The brief flashes of the little girl tell us all we need to know about who Max is.

In regards to Furiosa (Charlize Theron), there are so many little touches that complete her as a character. When she explains to a group of characters that her mother is dead, and they do that gesture. And Furiosa does the gesture herself, trying it out; it speaks so much of the history of the character, and her world as a whole. There has been no place for mourning in her life and certainly no means for her to know about the culture from which she came. That one gesture just says so much.

The film is really daring in that way. It is a big movie filled with small, potent details. Just the way The People Eater, The Bullet Farmer, and Immortal Joe talk to each other builds a pretty strong portrait of how their particular arrangement functions. And there’s just so much to read into all of it. It’s a simple, straightforward film, but it’s not dumb. Blockbusters get a lot of leeway for being dumb as long as they’re fun. Well this is a fun film that also lends itself to many interesting interpretations. It’s just a mad, mad, world and it seems we’ve only gotten a small glimpse of it.

The women in this film are incredible and I believed every second of it. Max is physically imposing but as a pure fighter he doesn’t hold a candle to Furiosa. He’s bigger and maybe has her outmanned in hand-to-hand combat, but it’s a realistic result of their size differential. She’s tougher, meaner, handier and a much better shot.

But the film also doesn’t go the bumbling idiot and clear-minded woman who keeps him on the right path route. They help one another. The women aren’t damsels in distress/escort missions and they’re not untouchable. They’re real people in a bad situation.

I kept waiting for the scene where Max is fighting some bad guys and is put in a bad spot only for one of the mothers to hit someone over the head with a lamp. It never comes. They fight to the best of their ability, and sometimes it’s enough and sometimes it isn’t. They’re also complicated. They dress the same ways (and look pretty similar) are grouped together, and yet it was incredibly easy to distinguish them as characters. That’s astonishingly difficult to pull off in a movie that moves at a lightning speed.

Some of the women were strong and some of them weren’t really. Just like real people. The rest of the movie is immaculate, but I was particularly impressed by this aspect. I’d have trouble pointing to a movie in the action genre that did it better.

I apologize if I sound a bit sociopathic, but it’s amazing how rare it is too see women getting killed in an action role.

I kept thinking to myself “why is this feeling so… unique?” and I realized that I never see women getting killed in action movies without some unnecessarily dramatic attention paid to the fact that she died. They treated their skills, dialogue, action, and deaths as they would any other male character, and that was so freaking refreshing!

I don’t think anyone can argue that this film wasn’t a masterpiece of design, at the very least. It’s visually much more interesting than your average nine-figure-budget film. Every frame is just bursting with imagination. Every car design is a real triumph in my eyes.

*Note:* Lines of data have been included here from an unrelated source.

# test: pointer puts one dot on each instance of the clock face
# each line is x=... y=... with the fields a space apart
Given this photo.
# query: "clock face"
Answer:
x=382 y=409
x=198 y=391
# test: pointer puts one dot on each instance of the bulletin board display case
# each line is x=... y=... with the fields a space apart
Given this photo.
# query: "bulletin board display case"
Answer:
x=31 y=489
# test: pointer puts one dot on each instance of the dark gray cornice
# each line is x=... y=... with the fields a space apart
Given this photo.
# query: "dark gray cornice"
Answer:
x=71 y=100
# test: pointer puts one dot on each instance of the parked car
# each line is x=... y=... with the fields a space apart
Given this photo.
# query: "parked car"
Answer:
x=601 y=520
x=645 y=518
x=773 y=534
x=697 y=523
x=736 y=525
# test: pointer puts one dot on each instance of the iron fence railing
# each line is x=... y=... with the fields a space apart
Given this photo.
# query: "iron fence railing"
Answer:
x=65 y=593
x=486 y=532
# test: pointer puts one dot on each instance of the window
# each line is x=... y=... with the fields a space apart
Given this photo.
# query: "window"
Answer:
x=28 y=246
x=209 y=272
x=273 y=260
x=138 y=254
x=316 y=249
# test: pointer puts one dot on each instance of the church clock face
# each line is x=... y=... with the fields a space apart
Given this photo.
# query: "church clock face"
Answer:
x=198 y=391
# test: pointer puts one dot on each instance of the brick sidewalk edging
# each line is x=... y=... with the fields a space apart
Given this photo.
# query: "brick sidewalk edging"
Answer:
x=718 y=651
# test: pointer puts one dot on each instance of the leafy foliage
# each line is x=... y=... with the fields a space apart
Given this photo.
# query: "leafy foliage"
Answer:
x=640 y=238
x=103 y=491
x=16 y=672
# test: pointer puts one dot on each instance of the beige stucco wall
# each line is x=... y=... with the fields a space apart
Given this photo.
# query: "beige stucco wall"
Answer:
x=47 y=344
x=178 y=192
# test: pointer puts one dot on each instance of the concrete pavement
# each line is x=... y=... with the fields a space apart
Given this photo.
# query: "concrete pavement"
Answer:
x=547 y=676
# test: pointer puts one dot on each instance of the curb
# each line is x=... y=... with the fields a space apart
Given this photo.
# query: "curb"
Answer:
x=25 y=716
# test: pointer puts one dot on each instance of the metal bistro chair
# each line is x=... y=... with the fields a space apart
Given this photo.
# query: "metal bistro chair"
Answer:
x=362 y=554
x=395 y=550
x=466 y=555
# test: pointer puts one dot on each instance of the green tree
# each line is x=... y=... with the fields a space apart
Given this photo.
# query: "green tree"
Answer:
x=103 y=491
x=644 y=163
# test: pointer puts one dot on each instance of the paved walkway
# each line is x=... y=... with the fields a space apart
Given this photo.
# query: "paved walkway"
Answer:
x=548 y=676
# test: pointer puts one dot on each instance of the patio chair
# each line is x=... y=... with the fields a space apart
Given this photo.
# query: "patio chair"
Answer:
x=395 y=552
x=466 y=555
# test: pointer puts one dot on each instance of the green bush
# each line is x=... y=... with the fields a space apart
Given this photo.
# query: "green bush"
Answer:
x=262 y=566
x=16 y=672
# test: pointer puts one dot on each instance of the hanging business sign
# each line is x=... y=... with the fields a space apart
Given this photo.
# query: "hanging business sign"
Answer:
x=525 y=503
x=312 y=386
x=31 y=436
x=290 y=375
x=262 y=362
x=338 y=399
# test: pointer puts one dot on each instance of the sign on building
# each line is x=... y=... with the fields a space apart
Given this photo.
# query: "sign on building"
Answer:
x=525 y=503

So in short, I really like this movie. And yes, I would consider it a masterpiece of it’s craft.

Yet, despite that, how do I feel it contends in the Best Picture at the 2016 Academy Awards?

I personally believe it should be nominated for best picture.

That category still needs to break out of the historical drama ghetto, and since Fury Road is by all accounts one of the best of its genre it deserves it. I don’t think it could win the big prize, but seems like it has a good shot at production design and a few other technical awards.

Perhaps of the other major awards the movie is nominated for, the best shot is for Director for Miller.

The Academy seems pretty comfortable splitting up picture and director Oscars these days and I think the studio’s PR team could really sell Miller to the Academy voters. All and all then there’s a good chance that Fury Road will be walking away with a Oscar on Feb. 28.